Net wanneer ik mijn laatste operatie afrond, komt assistente Annika de operatiekamer binnenlopen. "Hoe lang ben jij nog bezig? Er komt namelijk zo een hond met een hypo aan en het klinkt niet al te best." zegt ze tegen me. Ik plaats op dat moment mijn laatste huidhechting en antwoord dat ik zo goed als klaar ben.
In afwachting van deze spoedpatiënt zetten we samen alles klaar wat we nodig denken te hebben. Het enige wat nog ontbreek is onze patiënt. "Moeten ze van ver komen dat het zo lang duurt? vraag ik. Annika antwoord dat ze uitdrukkelijk heeft gezegd dat de eigenaar zo snel mogelijk met haar hond naar de praktijk moet komen omdat een te laag glucose-gehalte in het bloed levensbedreigend kan zijn. "Maar het leek alsof ze de ernst van de situatie niet helemaal doorhad, ze klonk bijna... laconiek." voegt ze daar een beetje twijfelend aan toe.

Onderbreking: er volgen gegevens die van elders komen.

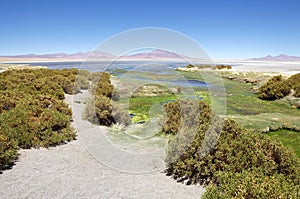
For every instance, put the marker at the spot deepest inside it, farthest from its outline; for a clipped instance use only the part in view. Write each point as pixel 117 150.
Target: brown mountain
pixel 281 57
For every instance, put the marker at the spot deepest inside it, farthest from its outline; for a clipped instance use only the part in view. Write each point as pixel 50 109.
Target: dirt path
pixel 77 170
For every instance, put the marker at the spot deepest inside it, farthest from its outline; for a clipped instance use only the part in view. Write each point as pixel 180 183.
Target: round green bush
pixel 237 149
pixel 251 184
pixel 275 88
pixel 8 152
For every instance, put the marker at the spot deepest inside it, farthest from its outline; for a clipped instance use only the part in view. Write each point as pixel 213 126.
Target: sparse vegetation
pixel 32 113
pixel 100 109
pixel 277 87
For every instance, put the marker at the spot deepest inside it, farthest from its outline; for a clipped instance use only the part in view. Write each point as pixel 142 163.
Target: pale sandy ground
pixel 71 171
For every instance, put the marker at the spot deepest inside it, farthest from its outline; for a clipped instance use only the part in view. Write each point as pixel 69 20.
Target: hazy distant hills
pixel 148 55
pixel 151 55
pixel 79 55
pixel 281 57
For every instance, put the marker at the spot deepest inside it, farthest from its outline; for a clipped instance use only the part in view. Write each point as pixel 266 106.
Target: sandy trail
pixel 71 171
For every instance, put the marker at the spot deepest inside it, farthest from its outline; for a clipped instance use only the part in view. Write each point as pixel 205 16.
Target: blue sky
pixel 226 29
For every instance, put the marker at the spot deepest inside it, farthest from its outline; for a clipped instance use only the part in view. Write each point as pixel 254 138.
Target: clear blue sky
pixel 224 28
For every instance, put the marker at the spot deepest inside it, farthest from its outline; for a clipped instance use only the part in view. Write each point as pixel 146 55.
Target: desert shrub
pixel 294 81
pixel 274 89
pixel 8 152
pixel 236 149
pixel 251 184
pixel 34 126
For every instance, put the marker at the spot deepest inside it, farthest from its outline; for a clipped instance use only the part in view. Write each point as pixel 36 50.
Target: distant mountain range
pixel 151 55
pixel 281 57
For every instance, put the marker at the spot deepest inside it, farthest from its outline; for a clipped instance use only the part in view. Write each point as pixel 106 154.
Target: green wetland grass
pixel 242 104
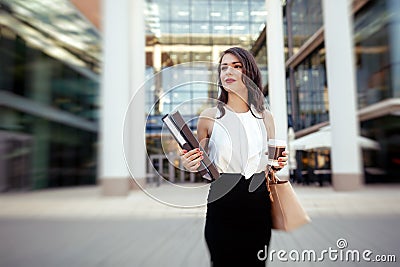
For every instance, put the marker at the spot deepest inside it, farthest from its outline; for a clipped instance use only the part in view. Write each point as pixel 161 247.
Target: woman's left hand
pixel 283 160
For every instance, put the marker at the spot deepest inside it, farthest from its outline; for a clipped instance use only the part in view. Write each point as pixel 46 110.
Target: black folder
pixel 186 140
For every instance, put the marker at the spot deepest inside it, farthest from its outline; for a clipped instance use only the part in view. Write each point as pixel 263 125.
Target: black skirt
pixel 238 222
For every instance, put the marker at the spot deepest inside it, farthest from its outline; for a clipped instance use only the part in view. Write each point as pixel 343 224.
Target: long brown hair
pixel 251 78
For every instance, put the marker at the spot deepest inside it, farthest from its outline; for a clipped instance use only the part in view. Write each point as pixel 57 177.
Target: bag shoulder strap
pixel 269 124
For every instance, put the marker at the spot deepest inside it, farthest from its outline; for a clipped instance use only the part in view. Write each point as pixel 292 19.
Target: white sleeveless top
pixel 238 143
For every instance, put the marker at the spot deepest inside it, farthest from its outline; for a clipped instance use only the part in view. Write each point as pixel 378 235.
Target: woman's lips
pixel 230 80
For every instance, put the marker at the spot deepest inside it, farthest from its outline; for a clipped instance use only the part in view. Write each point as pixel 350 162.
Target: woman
pixel 235 133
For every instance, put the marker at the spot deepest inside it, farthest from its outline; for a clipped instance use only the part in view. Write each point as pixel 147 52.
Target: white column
pixel 345 151
pixel 276 71
pixel 115 96
pixel 136 155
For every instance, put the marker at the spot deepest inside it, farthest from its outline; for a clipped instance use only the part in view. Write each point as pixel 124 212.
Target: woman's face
pixel 231 74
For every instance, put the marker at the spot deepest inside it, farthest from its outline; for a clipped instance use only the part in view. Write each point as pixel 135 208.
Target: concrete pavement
pixel 79 227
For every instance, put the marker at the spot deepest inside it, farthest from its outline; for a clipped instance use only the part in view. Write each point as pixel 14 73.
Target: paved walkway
pixel 79 227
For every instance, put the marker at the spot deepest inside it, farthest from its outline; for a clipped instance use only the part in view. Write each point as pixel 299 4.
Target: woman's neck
pixel 237 103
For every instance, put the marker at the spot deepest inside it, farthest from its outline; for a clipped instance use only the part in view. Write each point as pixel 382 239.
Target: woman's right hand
pixel 191 159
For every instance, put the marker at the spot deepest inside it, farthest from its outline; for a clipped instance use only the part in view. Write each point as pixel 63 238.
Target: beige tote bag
pixel 287 212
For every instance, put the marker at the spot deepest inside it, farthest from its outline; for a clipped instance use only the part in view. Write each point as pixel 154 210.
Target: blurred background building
pixel 50 66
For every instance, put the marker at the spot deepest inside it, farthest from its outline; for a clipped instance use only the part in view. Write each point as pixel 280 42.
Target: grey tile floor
pixel 79 227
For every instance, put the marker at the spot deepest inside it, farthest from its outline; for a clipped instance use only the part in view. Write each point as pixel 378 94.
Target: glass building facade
pixel 376 41
pixel 49 88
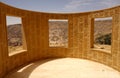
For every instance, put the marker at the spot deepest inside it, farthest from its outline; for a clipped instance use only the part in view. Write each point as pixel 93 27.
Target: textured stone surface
pixel 35 27
pixel 65 68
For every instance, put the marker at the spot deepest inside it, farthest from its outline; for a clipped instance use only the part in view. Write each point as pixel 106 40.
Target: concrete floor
pixel 65 68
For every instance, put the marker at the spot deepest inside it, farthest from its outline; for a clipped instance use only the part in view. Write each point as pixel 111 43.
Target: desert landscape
pixel 58 35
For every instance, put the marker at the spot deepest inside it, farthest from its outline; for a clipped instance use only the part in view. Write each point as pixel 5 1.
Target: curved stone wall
pixel 35 26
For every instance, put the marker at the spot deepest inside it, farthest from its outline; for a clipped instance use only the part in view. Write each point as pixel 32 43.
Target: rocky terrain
pixel 59 33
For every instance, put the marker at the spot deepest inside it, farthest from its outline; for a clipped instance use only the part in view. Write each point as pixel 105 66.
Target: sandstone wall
pixel 35 28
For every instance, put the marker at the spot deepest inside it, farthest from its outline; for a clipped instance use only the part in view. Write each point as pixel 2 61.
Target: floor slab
pixel 65 68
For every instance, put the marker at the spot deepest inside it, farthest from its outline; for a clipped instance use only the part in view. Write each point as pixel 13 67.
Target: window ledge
pixel 101 50
pixel 17 52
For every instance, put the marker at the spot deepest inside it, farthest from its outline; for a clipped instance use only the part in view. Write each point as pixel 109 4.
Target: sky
pixel 62 5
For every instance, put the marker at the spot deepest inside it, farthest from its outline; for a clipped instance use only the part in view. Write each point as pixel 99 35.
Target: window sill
pixel 17 52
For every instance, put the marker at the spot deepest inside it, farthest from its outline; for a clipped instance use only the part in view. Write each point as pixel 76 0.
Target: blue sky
pixel 62 5
pixel 65 6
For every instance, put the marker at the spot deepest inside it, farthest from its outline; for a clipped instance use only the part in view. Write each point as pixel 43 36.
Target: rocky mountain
pixel 59 32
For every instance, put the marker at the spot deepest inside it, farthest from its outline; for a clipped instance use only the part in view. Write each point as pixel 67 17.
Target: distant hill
pixel 102 32
pixel 102 27
pixel 58 31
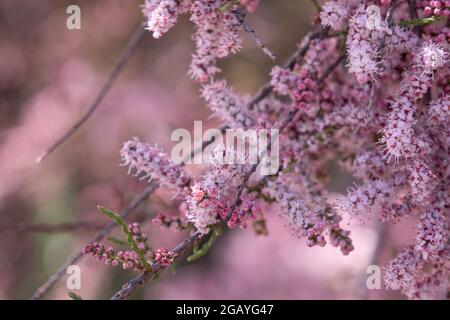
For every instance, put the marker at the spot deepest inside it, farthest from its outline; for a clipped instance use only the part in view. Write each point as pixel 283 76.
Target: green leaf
pixel 118 219
pixel 198 253
pixel 74 296
pixel 420 22
pixel 118 241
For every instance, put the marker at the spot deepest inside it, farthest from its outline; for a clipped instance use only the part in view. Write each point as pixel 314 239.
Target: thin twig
pixel 284 124
pixel 106 230
pixel 240 16
pixel 267 88
pixel 261 94
pixel 140 280
pixel 59 228
pixel 120 64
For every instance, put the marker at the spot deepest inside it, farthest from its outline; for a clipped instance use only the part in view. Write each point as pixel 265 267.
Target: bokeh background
pixel 49 75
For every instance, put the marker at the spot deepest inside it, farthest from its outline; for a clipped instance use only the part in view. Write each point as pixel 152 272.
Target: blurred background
pixel 48 77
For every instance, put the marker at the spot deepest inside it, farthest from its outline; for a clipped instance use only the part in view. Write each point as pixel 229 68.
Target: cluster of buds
pixel 172 223
pixel 164 257
pixel 128 259
pixel 131 259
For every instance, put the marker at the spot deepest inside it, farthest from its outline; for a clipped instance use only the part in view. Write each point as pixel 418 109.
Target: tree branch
pixel 132 45
pixel 140 280
pixel 106 230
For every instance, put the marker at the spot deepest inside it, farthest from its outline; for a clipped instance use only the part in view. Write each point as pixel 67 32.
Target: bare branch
pixel 120 64
pixel 240 16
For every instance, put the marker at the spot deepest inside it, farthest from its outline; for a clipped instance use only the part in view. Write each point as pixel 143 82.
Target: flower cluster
pixel 132 259
pixel 390 101
pixel 217 29
pixel 149 160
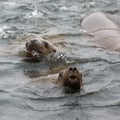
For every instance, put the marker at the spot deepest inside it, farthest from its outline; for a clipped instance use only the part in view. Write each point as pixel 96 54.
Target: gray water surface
pixel 21 99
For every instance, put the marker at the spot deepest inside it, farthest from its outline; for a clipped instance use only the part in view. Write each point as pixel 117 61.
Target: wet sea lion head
pixel 40 46
pixel 71 77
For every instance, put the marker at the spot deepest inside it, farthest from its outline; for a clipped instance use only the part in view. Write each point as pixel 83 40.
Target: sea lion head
pixel 71 78
pixel 41 46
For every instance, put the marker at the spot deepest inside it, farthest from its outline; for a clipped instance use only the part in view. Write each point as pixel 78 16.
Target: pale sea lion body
pixel 105 32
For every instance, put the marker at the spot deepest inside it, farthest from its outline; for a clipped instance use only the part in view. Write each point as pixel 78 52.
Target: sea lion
pixel 71 77
pixel 105 31
pixel 36 47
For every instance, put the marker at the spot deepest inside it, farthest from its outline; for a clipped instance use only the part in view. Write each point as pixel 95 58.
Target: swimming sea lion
pixel 71 77
pixel 36 47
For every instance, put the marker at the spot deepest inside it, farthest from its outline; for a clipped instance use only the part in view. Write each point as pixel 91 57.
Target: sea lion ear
pixel 45 44
pixel 60 76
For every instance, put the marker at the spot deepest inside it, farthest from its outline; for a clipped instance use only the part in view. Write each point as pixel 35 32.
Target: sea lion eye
pixel 33 41
pixel 74 69
pixel 27 44
pixel 70 68
pixel 60 74
pixel 54 50
pixel 46 44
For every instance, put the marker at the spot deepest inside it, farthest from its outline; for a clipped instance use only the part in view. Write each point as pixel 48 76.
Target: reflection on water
pixel 25 91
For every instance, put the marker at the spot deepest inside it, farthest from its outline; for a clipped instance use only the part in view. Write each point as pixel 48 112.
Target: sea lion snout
pixel 71 77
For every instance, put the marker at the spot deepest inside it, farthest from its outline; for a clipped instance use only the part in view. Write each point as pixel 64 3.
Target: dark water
pixel 21 99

Eindelijk komt er dan toch een auto aanrijden, de assistente en ik staan al klaar bij de deur om de patiënt op te vangen. Als de eigenaresse de praktijk binnenstapt herken ik haar en haar hond meteen. Het is mevrouw Overvliet met haar mini-schnauzer Benny. Maar waar hij normaal de hele praktijk bij elkaar blaft, ligt hij nu slapjes in haar armen.
Ik schrik van de situatie en ruk de hond bijna uit haar armen. Er is actie nodig, en wel nu. Terwijl ik uitvraag wat er gebeurd is, gaan assistente Annika en ik als een geolied team aan de slag. We prikken bloed, bepalen het glucose gehalte (veel te laag) en leggen gauw een infuus aan om een glucose-oplossing toe te dienen. Dit alles terwijl mevrouw Overvliet rustig toekijkt.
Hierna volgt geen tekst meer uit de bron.